Why? Because "telemedicine works," he said. "And it's becoming a central element in the future of healthcare."
Fittingly, next up was a recognition of some of the people who are helping make that happen. The following ATA 2011 awards were presented:
ATA President's Award for the Advancement of Telemedicine – Individual
Award, supported by The Global Telemedicine Group, was presented to Dena Puskin, ScD, senior advisor, health IT and telehealth policy, Health Resources and Services Administration, U.S. Department of Health and Human Services in Rockville, Md.
ATA President's Award for the Advancement of Telemedicine – Institutional
Award, supported by AMD Global Telemedicine, Inc., was presented to University of Arkansas for Medical Science in Little Rock, Ark.
ATA President's Award for the Advancement of Telemedicine – Innovation
Award, supported by InTouch Health, was presented to two co-winners, who were recognized for innovations in the automated detection of diabetic retinopathy: Hubble Telemedical in Nashville, Tenn. and Michael D. Abramoff, MD, PhD, associate professor of Ophthalmology at University of Iowa Health Care in Iowa City, Iowa.
ATA Industry Council Award, supported by ViTel Net, was presented to Alice Borrelli, director of global health and workforce policy at Intel Corporation.
Special Interest Group & Chapter Achievement Award, supported by AT&T, was presented to the ATA Telehealth Nursing Special Interest Group.
The ceremony also saw the induction of the 2011 ATA College of Fellows: Anne Burdick, MD, MPH, from University of Miami TeleHealth; Sam Burgiss, PhD, from University of Tennessee Graduate School of Medicine; William England, PhD, JD, from Universal Service Administration Company; Ronald Merrell, MD, FACS, from Virginia Commonwealth University; Steven R. Normandin of AMD Global Telemedicine, Inc.; Mark VanderWerf of Nonin Medical; and Pamela Whitten, PhD, of Michigan State University.
[See also: Telemedicine drives image sharing around the world.]
Capping off the plenary was a funny (and pun-filled) discussion between New York Times personal technology columnist, David Pogue, and Jitterbug founder Dr. Martin Cooper – otherwise known as the inventor of the modern mobile phone.
Hard to believe, but Pogue reminded us that it was nearly 40 year ago – April 3, 1973 – that Cooper stood on a New York City street corner and placed the first handheld cellular phone call.

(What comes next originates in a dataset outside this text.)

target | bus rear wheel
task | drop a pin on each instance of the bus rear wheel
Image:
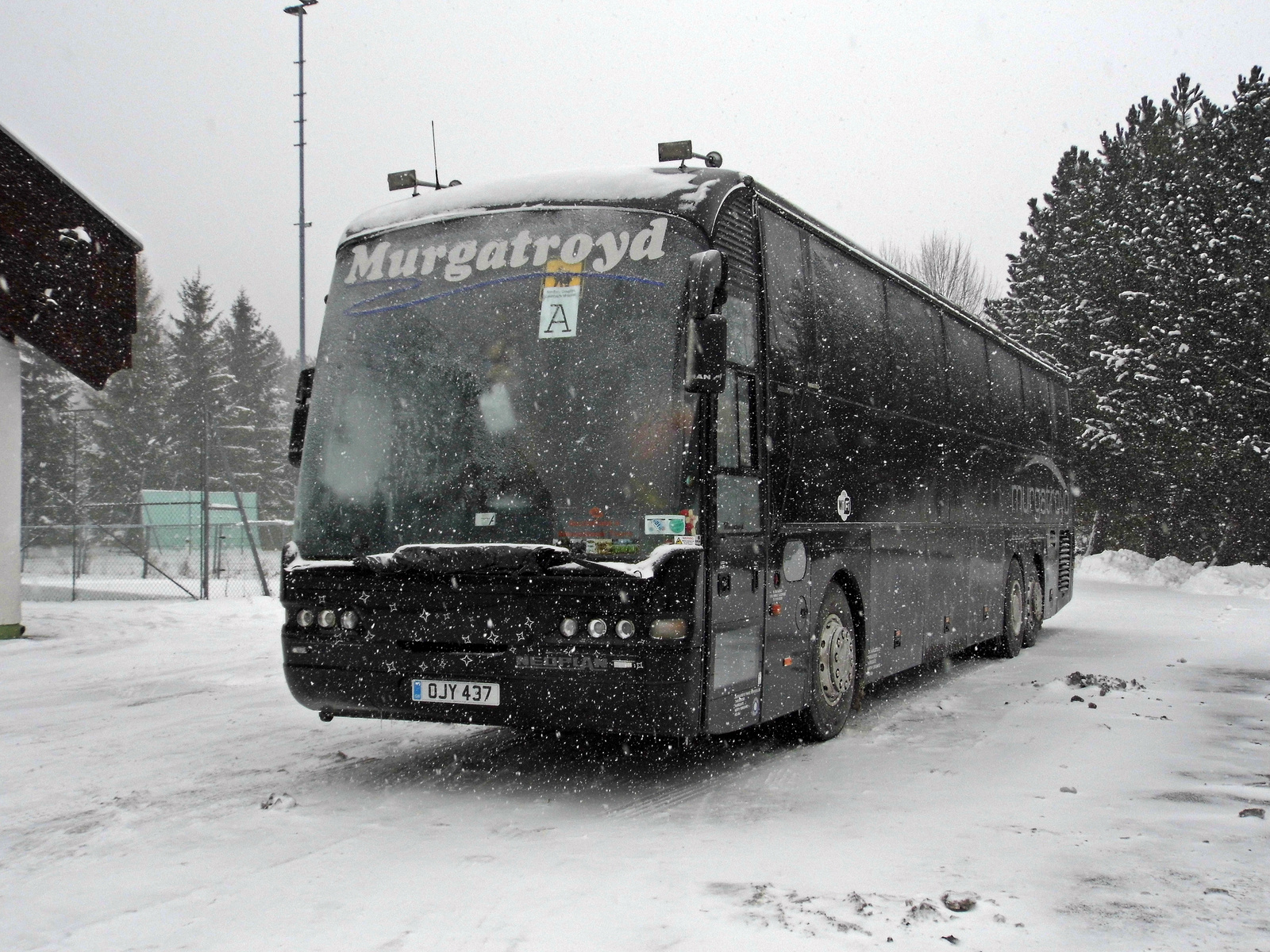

Cell phones have advanced quite a bit since that call, which used a clunky device that weighed two-and-a-half pounds and featured a 20-minute battery life.
The pace has only accelerated in recent years. And thanks to that explosion of mobile phone technology, "people's lives have improved," said Cooper.
After all, "that is the role of the engineer … technology doesn't mean a thing unless it makes people's lives better."
Well-conceived mobile devices, "designed and optimized for everything that we do" are key to ensuring that upward trend continues, said Cooper. "People are mobile. They want to move around." It's natural then, that people worldwide have taken to mobile phones in such staggering numbers – and that the technology has "changed the way people do a lot of things."
Still, he insisted, despite all these light-year advances, the "industry is still in its infancy." The future – and a huge potential for telehealth – lies in "personalization and customization" around how individuals most prefer to use their devices.
"People's habits are focused on ways of doing things," said Cooper. Those habits are very hard to change. Sometimes it "takes a generation."
But at the forefront of that change for nearly 20 years, the ATA has made "wonderful strides" in advancing that evolution in the ways care is delivered – and in which people are empowered to take control of their own health.
And as that change takes root, he said, "the benefits are going to be enormous."